The exploitation of the natural resources in Green Harbour, Spitsbergen (78ºN) in the pre-industrial whaling and hunting period
01 / 2007 - 01 / 2011
Nederlandse Organisatie voor Wetenschappelijk Onderzoek - NWO
The exploitation of natural resources started in the 17th century when the European whalers discovered the economical possibilities of the waters around Spitsbergen. Whaling stations were established on many places along the west coast of the main island and the south coast of Edge Island. In the first half of the 17th century whales were caught in the bays of the islands. This changed in the second half of the 17th century and in the 18th century when whaling took place a little further of the coasts because of a change in temperature. The whale was killed in the coastal waters still, but the blubber was not cooked on the coast of Spitsbergen anymore, but at home in the countries of origin. In the 18th century Russian Pomor hunters came to the islands to hunt on walruses, foxes, polar bears and reindeer. These hunters sometimes wintered on these islands as well. The remains of their houses are found on many locations of the coasts of Spitsbergen. This project is focused on the activities of whalers and hunters, their exploitation of natural resources and their mutual influence. The study is composed of field- and archive research. The archive research will be concentrated on the merchant networks and institutions in the countries (Russia, UK and The Netherlands) involved in the exploitation activities.
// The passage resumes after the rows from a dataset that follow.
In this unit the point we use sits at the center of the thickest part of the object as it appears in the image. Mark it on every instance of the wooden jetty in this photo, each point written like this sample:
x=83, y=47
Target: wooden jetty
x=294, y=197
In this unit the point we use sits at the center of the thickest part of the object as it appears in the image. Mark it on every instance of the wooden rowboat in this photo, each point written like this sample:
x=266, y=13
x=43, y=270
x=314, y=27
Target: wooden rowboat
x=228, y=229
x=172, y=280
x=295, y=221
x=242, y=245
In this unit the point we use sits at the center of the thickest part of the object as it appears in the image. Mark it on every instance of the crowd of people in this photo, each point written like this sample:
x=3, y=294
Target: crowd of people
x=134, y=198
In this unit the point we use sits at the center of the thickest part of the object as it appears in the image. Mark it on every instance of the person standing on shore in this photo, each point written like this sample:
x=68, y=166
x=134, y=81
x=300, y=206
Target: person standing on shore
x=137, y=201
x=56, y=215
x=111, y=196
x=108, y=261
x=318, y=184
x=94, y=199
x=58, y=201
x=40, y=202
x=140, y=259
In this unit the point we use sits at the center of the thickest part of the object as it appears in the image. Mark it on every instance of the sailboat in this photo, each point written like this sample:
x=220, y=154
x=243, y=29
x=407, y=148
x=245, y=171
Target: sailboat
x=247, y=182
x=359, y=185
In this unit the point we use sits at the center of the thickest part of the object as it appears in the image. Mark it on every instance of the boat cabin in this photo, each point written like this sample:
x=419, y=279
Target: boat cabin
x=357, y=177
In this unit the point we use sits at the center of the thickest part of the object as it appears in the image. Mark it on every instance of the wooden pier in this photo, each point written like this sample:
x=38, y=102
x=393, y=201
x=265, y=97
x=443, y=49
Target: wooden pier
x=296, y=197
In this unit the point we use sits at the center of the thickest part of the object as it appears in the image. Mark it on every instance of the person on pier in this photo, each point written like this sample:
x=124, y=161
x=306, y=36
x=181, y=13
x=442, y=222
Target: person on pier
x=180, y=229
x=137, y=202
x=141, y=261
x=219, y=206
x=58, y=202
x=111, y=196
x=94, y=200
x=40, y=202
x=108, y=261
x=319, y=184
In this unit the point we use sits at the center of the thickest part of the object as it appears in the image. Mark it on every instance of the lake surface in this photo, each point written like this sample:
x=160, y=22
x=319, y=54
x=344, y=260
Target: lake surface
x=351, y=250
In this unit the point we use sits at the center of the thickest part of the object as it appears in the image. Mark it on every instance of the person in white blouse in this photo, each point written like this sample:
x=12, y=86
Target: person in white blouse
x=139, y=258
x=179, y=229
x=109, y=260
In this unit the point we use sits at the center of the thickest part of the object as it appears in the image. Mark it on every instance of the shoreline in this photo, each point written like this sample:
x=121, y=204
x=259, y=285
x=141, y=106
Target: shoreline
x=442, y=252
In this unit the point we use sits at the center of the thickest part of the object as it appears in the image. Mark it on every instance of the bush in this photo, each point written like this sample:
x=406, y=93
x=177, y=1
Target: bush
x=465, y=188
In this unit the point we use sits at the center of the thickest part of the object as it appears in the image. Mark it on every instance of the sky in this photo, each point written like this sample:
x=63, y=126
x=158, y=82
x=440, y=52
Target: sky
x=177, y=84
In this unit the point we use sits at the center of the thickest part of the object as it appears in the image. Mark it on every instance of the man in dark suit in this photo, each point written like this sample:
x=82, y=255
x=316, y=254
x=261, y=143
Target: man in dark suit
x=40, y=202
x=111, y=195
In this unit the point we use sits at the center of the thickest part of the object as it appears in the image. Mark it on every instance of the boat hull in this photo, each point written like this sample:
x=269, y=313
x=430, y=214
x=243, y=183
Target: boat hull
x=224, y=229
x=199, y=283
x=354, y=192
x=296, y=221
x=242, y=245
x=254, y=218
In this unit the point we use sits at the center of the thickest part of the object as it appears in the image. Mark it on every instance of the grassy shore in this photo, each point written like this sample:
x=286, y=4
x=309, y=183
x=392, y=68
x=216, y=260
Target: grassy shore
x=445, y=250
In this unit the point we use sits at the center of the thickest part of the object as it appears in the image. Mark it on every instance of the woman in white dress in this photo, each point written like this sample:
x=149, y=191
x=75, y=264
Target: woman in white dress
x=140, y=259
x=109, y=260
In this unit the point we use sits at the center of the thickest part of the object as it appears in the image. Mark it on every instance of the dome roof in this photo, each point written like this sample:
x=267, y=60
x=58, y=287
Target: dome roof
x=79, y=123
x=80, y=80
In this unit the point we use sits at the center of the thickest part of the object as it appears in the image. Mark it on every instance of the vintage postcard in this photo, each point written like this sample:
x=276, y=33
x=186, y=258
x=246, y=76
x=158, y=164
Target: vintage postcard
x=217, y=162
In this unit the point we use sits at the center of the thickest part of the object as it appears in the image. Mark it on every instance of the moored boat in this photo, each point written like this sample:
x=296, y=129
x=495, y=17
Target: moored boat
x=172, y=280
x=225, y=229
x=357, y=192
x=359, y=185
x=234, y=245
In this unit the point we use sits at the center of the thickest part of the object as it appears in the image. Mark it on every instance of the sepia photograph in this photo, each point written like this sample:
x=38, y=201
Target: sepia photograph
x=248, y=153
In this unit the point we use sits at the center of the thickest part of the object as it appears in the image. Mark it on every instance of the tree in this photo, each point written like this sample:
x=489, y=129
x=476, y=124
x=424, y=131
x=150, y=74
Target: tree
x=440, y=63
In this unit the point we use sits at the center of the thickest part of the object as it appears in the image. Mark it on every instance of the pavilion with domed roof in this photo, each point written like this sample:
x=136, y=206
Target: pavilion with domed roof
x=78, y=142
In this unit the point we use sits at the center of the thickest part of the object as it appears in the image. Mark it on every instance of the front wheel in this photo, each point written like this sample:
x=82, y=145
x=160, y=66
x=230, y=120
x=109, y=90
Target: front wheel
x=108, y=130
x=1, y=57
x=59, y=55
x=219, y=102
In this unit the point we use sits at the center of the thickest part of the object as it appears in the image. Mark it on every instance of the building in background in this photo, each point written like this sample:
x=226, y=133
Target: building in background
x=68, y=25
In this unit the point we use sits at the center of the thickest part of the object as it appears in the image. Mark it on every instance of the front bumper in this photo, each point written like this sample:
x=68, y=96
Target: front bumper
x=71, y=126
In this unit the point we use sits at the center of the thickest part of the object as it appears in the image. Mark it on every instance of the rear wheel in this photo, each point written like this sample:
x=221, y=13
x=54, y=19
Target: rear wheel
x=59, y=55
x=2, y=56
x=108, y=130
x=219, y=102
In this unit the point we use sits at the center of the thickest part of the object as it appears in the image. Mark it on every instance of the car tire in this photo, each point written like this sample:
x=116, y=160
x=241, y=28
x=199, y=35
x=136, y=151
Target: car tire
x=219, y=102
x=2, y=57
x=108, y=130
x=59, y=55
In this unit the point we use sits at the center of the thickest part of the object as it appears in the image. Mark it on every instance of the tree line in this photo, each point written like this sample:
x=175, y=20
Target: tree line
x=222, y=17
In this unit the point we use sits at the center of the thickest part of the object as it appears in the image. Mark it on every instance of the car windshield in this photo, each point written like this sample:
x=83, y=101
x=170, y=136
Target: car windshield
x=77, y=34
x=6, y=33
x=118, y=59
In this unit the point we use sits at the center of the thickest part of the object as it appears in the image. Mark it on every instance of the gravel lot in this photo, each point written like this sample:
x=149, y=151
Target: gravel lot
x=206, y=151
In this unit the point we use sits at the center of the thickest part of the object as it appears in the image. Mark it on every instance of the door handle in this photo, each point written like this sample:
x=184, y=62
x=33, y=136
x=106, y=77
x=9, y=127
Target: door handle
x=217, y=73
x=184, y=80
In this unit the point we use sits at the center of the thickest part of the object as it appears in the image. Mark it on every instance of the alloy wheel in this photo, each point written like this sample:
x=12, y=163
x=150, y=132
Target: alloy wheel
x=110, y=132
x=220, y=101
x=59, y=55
The field research will focus on a pre-industrial European whaling- and Russian Pomor hunting site on Kokerineset at Green Harbour on Spitsbergen. The pre-industrial site Kokerineset was discovered during a preliminary archaeological survey of Green Harbour in 2005. The site contains material culture of the European whaling and the (Russian) Pomor hunting period of the 17th and 18th centuries. A detailed survey of the site has shown many traces of whaling and hunting activities: a double furnace on the shoreline, sod houses on the first terrace and nine graves on the second terrace behind the settlement. The site may produce information about the way man exploited natural resources in the High Arctic during the pre-industrial period and thus opens the possibility for comparison with exploitation of natural resources in the region during the industrial period. The study of building materials and artifacts in situ might give insight in the way people of two totally different cultures were exploiting natural resources during the pre-industrial exploitation period of Spitsbergen and the cross cultural contacts they have had with each other.